Au cours de ces dix années [1945-1955], les progrès de la technique en agriculture, en sylviculture et dans le domaine des pêches ont été plus rapides et plus généralisés qu’ils ne l’avaient jamais été dans un même laps de temps. D’autre part, des changements remarquables se sont produits dans l’agriculture au point de vue social et économique. De vastes réformes agraires ont été réalisées. Dans bien des pays, la mise en valeur de l’agriculture et la politique forestière ont commencé à s’organiser de manière rationnelle. On s’efforce un peu partout de limiter les fluctuations des prix agricoles et de donner aux cultivateurs une sécurité économique qu’ils n’avaient encore jamais connue.
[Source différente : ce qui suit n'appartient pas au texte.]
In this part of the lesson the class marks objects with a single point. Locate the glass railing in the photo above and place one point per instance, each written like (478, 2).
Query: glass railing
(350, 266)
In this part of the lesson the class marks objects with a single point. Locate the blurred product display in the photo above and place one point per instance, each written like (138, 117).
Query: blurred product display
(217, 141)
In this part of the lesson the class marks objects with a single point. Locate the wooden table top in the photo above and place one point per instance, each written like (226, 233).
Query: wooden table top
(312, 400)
Les découvertes de la science de la nutrition ont reçu des applications plus étendues, destinées en particulier à assurer aux mères et aux enfants le niveau minimum de nutrition. Des plans internationaux d’investissements et d’assistance technique ont été entrepris; ils visent essentiellement, dans le domaine agricole, à résoudre des problèmes qui se posaient depuis très longtemps: faible productivité, sous-alimentation et pauvreté des populations rurales dans les pays peu développés. Et ce ne sont là que quelques-uns des faits marquants de ces dix dernières années.

La révolution verte amène la plantation de variétés améliorées dans de vastes zones. L’utilisation des machines triple. Au début des années 1960, une réponse humanitaire moderne prend forme face aux crises alimentaires.
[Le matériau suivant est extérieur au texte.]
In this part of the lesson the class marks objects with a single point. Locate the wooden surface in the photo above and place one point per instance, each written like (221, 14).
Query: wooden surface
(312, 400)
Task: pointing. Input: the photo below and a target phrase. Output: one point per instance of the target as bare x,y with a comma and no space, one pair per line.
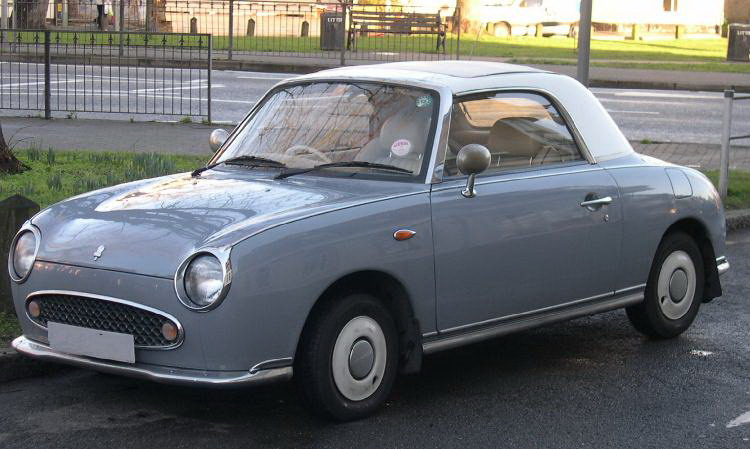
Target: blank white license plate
91,342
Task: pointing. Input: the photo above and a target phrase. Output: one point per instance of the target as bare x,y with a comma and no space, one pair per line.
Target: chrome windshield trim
156,373
529,320
722,265
180,330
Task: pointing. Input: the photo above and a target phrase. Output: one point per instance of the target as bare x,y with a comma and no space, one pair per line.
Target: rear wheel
674,289
348,358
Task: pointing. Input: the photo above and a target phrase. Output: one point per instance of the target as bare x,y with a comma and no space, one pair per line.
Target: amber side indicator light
169,331
403,234
34,309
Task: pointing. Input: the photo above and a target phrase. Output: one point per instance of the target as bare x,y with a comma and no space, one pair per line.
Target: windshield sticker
401,147
424,101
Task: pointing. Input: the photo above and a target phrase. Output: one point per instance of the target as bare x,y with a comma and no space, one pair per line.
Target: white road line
38,83
740,420
666,95
274,78
642,102
633,112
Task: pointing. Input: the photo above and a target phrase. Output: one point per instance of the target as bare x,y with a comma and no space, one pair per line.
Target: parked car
361,218
522,17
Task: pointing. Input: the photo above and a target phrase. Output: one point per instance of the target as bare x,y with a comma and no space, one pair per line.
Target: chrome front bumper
156,373
722,264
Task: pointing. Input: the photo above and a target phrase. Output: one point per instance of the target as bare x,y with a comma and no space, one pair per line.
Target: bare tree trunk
471,15
32,14
8,161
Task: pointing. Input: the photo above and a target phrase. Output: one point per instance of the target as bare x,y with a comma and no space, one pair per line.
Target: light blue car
361,218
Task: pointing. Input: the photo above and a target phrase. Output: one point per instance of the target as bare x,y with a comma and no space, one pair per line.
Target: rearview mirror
217,139
472,160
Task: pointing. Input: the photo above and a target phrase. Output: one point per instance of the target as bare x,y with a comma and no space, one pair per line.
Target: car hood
150,227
Néanmoins, les progrès accomplis étaient loin d’être homogènes, suffisants ou irréversibles. Globalement, l’expansion, certes vigoureuse, de l’agriculture était éclipsée par la croissance exponentielle du secteur industriel, principal moteur de la prospérité d’après-guerre dans les pays occidentaux. De son côté, l’Afrique subsaharienne n’avait pas réussi à tirer le meilleur parti de la Révolution verte: les capitaux disponibles dans la région étaient insuffisants; la propriété foncière avait un caractère largement informel; les intrants agricoles n’étaient que rudimentaires; enfin, l’accès au crédit et à la technologie demeurait limité. Au cours des décennies suivantes, la région allait rester au centre de l’action internationale en faveur du développement.

Toujours durant le premier quart de siècle d’existence de la FAO, l’apparition soudaine de crises d’origine naturelle ou humaine a brutalement mis au jour la fragilité des filières agricoles et l’incessante difficulté d’assurer un accès universel à la nourriture (même dans les pays qui avaient largement tiré parti de la Révolution verte).
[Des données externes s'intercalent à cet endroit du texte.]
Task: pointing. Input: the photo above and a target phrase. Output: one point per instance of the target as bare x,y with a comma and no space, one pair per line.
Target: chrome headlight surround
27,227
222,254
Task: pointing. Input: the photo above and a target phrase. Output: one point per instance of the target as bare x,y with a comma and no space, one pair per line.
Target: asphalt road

Malgré une croissance massive, la faim persiste tandis que s’achève le premier quart de siècle de l’histoire de la FAO.

Le séisme qui frappe la ville de Bouine-Zahra, dans le nord de l’Iran, le 1er septembre 1962, cause la mort de plus de 12 000 personnes. Ce cataclysme sur le plan humain constitue également le baptême du feu pour un organisme humanitaire qui vient de naître, le Programme alimentaire mondial (PAM). Fondé dans le cadre d’une collaboration entre l’ONU et la FAO moins d’un an plus tôt, le PAM assure alors rapidement la livraison de 1 500 tonnes de blé, 270 tonnes de sucre et 27 tonnes de thé. Au cours des décennies qui suivent, le PAM devient la plus grande structure humanitaire au monde, fournissant une assistance alimentaire dans la moitié des pays du globe.

1970, IRAN

Un vieux barrage d’irrigation, fort endommagé par le tremblement de terre de 1962 en Iran, est réparé et rénové, les villageois ayant demandé une assistance financière et technique du gouvernement et de la FAO. ©FAO/J. Krosschell

Pendant la période allant de 1945 à 1970, la croissance de la production agricole se poursuit sans interruption. Pourtant, le monde apprend aussi que, s’il est essentiel d’augmenter les disponibilités alimentaires pour prévenir la famine, même des disponibilités alimentaires suffisantes ne suffisent pas, en soi, à éliminer la faim. En effet, tout au long de cette période, l’élimination de la faim, objectif rêvé, est toujours hors de portée: la quatrième des libertés préconisées par le Président Roosevelt se trouve sans cesse «au-delà les collines», au bout d’un chemin qui n’est jamais droit, qui est rarement ouvert à tous et qu’encombrent bien souvent les gravats des combats, le legs de l’injustice et le poids de l’oubli.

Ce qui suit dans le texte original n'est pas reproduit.